My eye was caught by this new paper ‘Against Fregean Quantification’ by Bryan Pickel and Brian Rabern. From the Abstract:

There are two dominant approaches to quantification: the Fregean and the Tarskian. While the Tarskian approach is standard and familiar, deep conceptual objections have been pressed against its employment of variables as genuine syntactic and semantic units. Because they do not explicitly rely on variables, Fregean approaches are held to avoid these worries. The apparent result is that the Fregean can deliver something that the Tarskian is unable to, namely a compositional semantic treatment of quantification centered on truth and reference. We argue that the Fregean approach faces the same choice: abandon compositionality or abandon the centrality of truth and reference to semantic theory. …

Now, the treatment of quantification in my IFL is Frege-flavoured, in the way that Benson Mates’s classic treatment was.

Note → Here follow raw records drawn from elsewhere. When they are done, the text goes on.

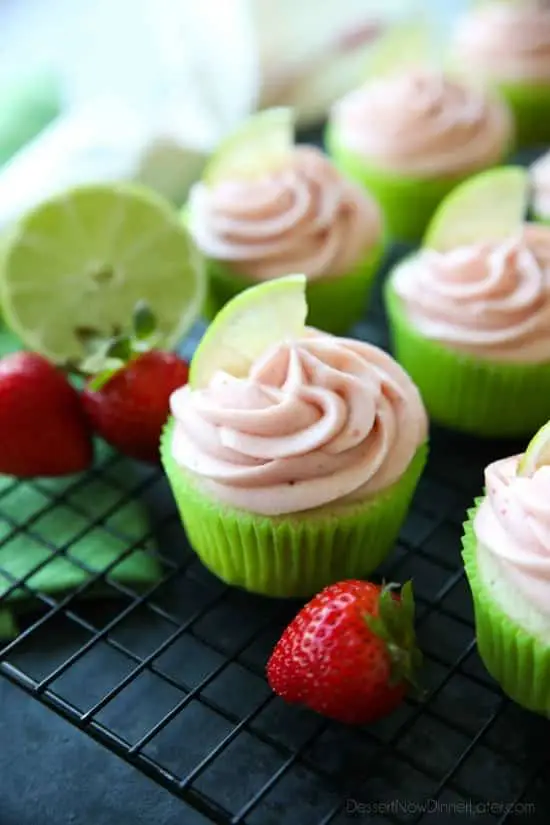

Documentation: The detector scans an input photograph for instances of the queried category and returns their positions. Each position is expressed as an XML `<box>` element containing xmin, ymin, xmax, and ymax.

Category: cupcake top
<box><xmin>474</xmin><ymin>456</ymin><xmax>550</xmax><ymax>616</ymax></box>
<box><xmin>332</xmin><ymin>70</ymin><xmax>512</xmax><ymax>177</ymax></box>
<box><xmin>454</xmin><ymin>0</ymin><xmax>550</xmax><ymax>83</ymax></box>
<box><xmin>392</xmin><ymin>224</ymin><xmax>550</xmax><ymax>363</ymax></box>
<box><xmin>171</xmin><ymin>330</ymin><xmax>427</xmax><ymax>516</ymax></box>
<box><xmin>531</xmin><ymin>152</ymin><xmax>550</xmax><ymax>217</ymax></box>
<box><xmin>189</xmin><ymin>146</ymin><xmax>382</xmax><ymax>281</ymax></box>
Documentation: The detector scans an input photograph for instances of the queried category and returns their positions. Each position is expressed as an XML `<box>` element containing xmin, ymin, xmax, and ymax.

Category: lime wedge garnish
<box><xmin>202</xmin><ymin>106</ymin><xmax>294</xmax><ymax>185</ymax></box>
<box><xmin>189</xmin><ymin>275</ymin><xmax>307</xmax><ymax>389</ymax></box>
<box><xmin>423</xmin><ymin>166</ymin><xmax>529</xmax><ymax>252</ymax></box>
<box><xmin>517</xmin><ymin>421</ymin><xmax>550</xmax><ymax>476</ymax></box>
<box><xmin>0</xmin><ymin>184</ymin><xmax>205</xmax><ymax>363</ymax></box>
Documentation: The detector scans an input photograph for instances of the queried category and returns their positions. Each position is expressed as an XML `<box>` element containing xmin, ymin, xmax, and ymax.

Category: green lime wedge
<box><xmin>202</xmin><ymin>106</ymin><xmax>294</xmax><ymax>185</ymax></box>
<box><xmin>0</xmin><ymin>184</ymin><xmax>206</xmax><ymax>363</ymax></box>
<box><xmin>517</xmin><ymin>421</ymin><xmax>550</xmax><ymax>476</ymax></box>
<box><xmin>189</xmin><ymin>275</ymin><xmax>307</xmax><ymax>389</ymax></box>
<box><xmin>423</xmin><ymin>166</ymin><xmax>529</xmax><ymax>252</ymax></box>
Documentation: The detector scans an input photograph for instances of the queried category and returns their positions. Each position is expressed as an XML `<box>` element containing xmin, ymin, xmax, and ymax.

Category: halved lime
<box><xmin>517</xmin><ymin>421</ymin><xmax>550</xmax><ymax>476</ymax></box>
<box><xmin>202</xmin><ymin>106</ymin><xmax>294</xmax><ymax>185</ymax></box>
<box><xmin>0</xmin><ymin>183</ymin><xmax>206</xmax><ymax>363</ymax></box>
<box><xmin>423</xmin><ymin>166</ymin><xmax>529</xmax><ymax>252</ymax></box>
<box><xmin>189</xmin><ymin>275</ymin><xmax>307</xmax><ymax>389</ymax></box>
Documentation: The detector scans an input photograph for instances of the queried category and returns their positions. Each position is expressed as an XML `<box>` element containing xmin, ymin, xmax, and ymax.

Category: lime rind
<box><xmin>202</xmin><ymin>106</ymin><xmax>294</xmax><ymax>186</ymax></box>
<box><xmin>189</xmin><ymin>275</ymin><xmax>308</xmax><ymax>389</ymax></box>
<box><xmin>0</xmin><ymin>183</ymin><xmax>206</xmax><ymax>363</ymax></box>
<box><xmin>422</xmin><ymin>166</ymin><xmax>530</xmax><ymax>252</ymax></box>
<box><xmin>517</xmin><ymin>421</ymin><xmax>550</xmax><ymax>477</ymax></box>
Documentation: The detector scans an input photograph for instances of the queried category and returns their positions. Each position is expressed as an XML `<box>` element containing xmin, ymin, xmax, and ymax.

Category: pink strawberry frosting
<box><xmin>171</xmin><ymin>330</ymin><xmax>427</xmax><ymax>515</ymax></box>
<box><xmin>454</xmin><ymin>0</ymin><xmax>550</xmax><ymax>83</ymax></box>
<box><xmin>189</xmin><ymin>146</ymin><xmax>382</xmax><ymax>281</ymax></box>
<box><xmin>332</xmin><ymin>70</ymin><xmax>512</xmax><ymax>177</ymax></box>
<box><xmin>474</xmin><ymin>456</ymin><xmax>550</xmax><ymax>616</ymax></box>
<box><xmin>392</xmin><ymin>224</ymin><xmax>550</xmax><ymax>363</ymax></box>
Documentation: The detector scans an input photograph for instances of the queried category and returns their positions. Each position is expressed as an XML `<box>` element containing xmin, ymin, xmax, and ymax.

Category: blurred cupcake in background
<box><xmin>386</xmin><ymin>219</ymin><xmax>550</xmax><ymax>437</ymax></box>
<box><xmin>185</xmin><ymin>140</ymin><xmax>384</xmax><ymax>334</ymax></box>
<box><xmin>530</xmin><ymin>152</ymin><xmax>550</xmax><ymax>222</ymax></box>
<box><xmin>463</xmin><ymin>425</ymin><xmax>550</xmax><ymax>716</ymax></box>
<box><xmin>326</xmin><ymin>67</ymin><xmax>513</xmax><ymax>242</ymax></box>
<box><xmin>451</xmin><ymin>0</ymin><xmax>550</xmax><ymax>146</ymax></box>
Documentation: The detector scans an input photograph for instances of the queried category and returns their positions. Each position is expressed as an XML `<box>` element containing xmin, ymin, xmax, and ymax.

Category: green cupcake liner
<box><xmin>497</xmin><ymin>83</ymin><xmax>550</xmax><ymax>149</ymax></box>
<box><xmin>325</xmin><ymin>123</ymin><xmax>509</xmax><ymax>243</ymax></box>
<box><xmin>205</xmin><ymin>242</ymin><xmax>384</xmax><ymax>335</ymax></box>
<box><xmin>384</xmin><ymin>276</ymin><xmax>550</xmax><ymax>438</ymax></box>
<box><xmin>462</xmin><ymin>499</ymin><xmax>550</xmax><ymax>716</ymax></box>
<box><xmin>161</xmin><ymin>421</ymin><xmax>427</xmax><ymax>598</ymax></box>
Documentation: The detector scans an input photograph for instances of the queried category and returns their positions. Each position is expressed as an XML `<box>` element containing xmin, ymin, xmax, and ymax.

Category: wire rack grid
<box><xmin>0</xmin><ymin>214</ymin><xmax>549</xmax><ymax>825</ymax></box>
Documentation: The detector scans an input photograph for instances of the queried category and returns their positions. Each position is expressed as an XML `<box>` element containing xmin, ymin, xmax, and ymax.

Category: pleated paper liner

So I need to work out whether I should feel challenged by the arguments here. At a first pass, my hunch is not. But I’ll certainly put this on my list of things to worry about when I get back to reworking IFL for a third-and-last edition! And if inspiration strikes, I may return to it here rather sooner.

The paper’s headline news is also available in a somewhat lugubrious 27 minute YouTube video.